Question

In Hydrogen spectrum, the spectral line of Balmer series having lowest wavelength is:
A.${H_\alpha } - line$
B.${H_\beta } - line$
C.${H_\gamma } - line$
D.${H_\delta } - line$

Answer 1

Hint:We know that orbits have a different energy. These orbitals are K, L, M, etc and these have n values as 1, 2,3 …..etc. Some atoms have only 1 electron in its valence cell. It absorbs energy and jumps to higher energy levels. 2 of the examples can be hydrogen and sodium. Hydrogen has only 1 electron. Therefore, it gains energy and jumps to higher energy levels. It then comes back to the ground energy level or lower energy level and the wavelength of energy emitted during this is called the hydrogen spectrum

Complete step by step answer:
When an electron in a hydrogen atom jumps from a higher energy level to a lower energy level, the difference in energy of the 2 energy levels is emitted as a radiation of wavelength $\lambda $
There are different spectral series of the hydrogen atom. They are the Lyman series, Balmer series, Paschen series, etc
When the electron jumps from the outer orbit or the higher energy orbit to the second orbit ($n = 2$), the spectral lines formed are the Balmer series. The wavelength lies in the visible region.

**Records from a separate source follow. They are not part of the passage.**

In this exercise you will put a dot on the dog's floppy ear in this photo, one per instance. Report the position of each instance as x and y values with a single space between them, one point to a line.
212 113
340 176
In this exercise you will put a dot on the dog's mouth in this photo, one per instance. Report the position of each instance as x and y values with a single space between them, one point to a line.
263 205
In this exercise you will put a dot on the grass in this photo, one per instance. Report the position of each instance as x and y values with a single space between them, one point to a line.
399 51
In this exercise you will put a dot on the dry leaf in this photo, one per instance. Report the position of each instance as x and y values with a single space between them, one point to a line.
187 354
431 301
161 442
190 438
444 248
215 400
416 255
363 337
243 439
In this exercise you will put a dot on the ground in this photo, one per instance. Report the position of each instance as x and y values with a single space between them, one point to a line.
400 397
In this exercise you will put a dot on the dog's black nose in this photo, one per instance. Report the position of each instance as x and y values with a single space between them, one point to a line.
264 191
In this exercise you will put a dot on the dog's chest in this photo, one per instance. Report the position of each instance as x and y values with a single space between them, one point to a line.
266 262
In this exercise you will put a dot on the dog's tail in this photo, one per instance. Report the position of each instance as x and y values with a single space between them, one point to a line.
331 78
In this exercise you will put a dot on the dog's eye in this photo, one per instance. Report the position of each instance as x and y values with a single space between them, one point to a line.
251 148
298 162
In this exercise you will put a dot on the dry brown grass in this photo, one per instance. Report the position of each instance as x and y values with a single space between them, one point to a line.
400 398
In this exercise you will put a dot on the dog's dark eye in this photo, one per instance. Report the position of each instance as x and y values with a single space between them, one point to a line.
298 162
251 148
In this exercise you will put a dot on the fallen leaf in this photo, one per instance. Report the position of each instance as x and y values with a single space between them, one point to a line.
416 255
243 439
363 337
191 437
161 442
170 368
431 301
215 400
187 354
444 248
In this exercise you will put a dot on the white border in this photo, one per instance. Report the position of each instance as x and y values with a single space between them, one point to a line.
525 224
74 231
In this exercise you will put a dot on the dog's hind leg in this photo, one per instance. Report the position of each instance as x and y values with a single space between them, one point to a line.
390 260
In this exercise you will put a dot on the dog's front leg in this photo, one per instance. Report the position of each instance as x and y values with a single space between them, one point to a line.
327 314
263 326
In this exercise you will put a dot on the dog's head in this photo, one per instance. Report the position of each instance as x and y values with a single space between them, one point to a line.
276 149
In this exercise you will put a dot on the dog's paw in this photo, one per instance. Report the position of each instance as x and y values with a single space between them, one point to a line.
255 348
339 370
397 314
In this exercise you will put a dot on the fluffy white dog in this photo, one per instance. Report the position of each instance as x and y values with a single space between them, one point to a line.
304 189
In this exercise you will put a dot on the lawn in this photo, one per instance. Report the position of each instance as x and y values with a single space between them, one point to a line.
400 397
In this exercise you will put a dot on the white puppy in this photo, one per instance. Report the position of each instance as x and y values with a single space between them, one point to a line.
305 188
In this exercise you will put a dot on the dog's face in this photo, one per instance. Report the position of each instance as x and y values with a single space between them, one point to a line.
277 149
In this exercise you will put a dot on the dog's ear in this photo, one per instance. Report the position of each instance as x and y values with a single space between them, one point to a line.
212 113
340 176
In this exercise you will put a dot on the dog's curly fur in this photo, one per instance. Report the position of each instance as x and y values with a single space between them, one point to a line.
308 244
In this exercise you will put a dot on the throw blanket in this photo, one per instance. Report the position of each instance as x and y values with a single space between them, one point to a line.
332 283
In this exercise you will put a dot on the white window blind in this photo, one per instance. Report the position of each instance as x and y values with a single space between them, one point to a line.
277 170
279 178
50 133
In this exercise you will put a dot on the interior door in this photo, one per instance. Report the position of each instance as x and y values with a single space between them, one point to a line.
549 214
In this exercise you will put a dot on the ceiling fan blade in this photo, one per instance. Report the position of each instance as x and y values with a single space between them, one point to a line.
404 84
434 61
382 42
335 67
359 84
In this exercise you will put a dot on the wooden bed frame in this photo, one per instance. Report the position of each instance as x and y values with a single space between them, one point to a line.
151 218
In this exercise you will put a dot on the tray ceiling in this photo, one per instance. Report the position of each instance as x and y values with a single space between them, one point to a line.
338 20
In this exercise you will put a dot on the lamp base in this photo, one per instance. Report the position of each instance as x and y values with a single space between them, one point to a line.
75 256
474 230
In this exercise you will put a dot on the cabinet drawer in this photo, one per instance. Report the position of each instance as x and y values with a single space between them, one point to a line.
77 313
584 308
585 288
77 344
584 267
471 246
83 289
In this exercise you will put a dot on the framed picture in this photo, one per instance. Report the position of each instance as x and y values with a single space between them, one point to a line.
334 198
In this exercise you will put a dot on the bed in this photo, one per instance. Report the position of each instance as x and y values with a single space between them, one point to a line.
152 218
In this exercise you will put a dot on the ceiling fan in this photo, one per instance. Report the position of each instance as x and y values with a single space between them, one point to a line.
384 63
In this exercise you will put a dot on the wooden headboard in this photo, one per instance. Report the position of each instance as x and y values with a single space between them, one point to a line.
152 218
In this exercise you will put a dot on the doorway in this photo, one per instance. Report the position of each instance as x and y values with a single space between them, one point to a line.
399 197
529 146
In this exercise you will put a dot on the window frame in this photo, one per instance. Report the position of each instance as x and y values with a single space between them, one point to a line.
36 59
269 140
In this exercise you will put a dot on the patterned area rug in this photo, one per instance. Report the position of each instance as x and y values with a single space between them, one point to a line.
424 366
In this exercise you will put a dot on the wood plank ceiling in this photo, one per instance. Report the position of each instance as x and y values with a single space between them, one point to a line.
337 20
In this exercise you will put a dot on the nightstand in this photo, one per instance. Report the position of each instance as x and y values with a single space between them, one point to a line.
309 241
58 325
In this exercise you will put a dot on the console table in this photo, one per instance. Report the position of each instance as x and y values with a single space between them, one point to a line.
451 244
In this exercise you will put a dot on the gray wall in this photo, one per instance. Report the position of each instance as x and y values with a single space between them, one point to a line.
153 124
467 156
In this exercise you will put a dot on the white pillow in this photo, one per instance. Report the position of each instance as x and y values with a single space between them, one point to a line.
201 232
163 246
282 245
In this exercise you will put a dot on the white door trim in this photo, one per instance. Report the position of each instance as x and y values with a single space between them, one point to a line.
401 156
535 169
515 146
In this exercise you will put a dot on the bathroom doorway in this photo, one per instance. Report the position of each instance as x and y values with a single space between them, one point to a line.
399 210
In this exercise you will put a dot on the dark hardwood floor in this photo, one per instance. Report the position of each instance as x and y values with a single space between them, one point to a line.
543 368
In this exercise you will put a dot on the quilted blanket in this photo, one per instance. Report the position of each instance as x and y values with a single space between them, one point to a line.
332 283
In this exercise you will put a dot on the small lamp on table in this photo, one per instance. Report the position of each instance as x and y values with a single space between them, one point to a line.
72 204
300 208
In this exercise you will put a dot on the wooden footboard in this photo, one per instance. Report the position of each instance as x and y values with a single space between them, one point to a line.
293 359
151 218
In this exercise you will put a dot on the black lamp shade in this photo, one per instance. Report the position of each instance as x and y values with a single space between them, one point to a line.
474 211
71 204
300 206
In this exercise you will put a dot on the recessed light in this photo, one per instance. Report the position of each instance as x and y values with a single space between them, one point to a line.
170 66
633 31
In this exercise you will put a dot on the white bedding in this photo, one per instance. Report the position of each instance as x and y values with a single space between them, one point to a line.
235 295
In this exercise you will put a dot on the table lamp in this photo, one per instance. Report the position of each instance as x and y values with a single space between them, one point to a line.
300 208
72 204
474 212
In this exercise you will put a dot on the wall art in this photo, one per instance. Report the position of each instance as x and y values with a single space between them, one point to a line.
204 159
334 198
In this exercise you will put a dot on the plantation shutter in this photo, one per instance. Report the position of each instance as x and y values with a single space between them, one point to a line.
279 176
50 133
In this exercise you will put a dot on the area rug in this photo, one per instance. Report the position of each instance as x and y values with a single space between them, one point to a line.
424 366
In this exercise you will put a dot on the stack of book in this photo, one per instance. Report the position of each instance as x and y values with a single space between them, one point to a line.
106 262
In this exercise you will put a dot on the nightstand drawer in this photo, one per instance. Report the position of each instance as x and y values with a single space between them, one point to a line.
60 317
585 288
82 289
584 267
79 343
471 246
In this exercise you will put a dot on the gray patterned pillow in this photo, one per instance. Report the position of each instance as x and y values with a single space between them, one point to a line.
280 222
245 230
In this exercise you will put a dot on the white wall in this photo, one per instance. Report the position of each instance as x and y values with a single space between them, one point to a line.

The first line in the series where the electron jumps from ${{n = 3}}$ to $n = 2$ is called the ${{{H}}_{{\alpha }}}{{ line}}$.
The second line in the series where the electron jumps from $n = 4$ to $n = 2$ is the ${H_\beta }{{ line}}$ and so on.
The wavenumber can be calculated by the Rydberg formula in which
$wavenumber = {R_H}\left[ {\dfrac{1}{{{2^2}}} - \dfrac{1}{{{n^2}}}} \right]$
${R_H}$ is the Rydberg constant.
We know that $Wavenumber = \dfrac{1}{\lambda }$ , wavenumber is inversely proportional to the wavelength.
From the above formula, we can say that as n increases the wavenumber also increases. Since wavelength is inversely proportional to the wavenumber, the wavelength decreases.
Here for $H\alpha (n = 3)$ , ${H_\beta }(n = 4)$ , ${H_\gamma }(n = 5)$ and ${H_\delta }(n = 6)$.
So we can say that wavelength is the lowest for ${H_\delta }(n = 6)$
The correct answer is option D.


Note:
The Lyman series is when the electrons from the outer orbital jumps to the $n = 1$ energy level. The wavelength emitted is in the ultraviolet region. The Paschen series is the line spectra obtained when the electron jumps from the outer orbitals to the $n = 3$ orbital of the Hydrogen atom. This is in the infrared region.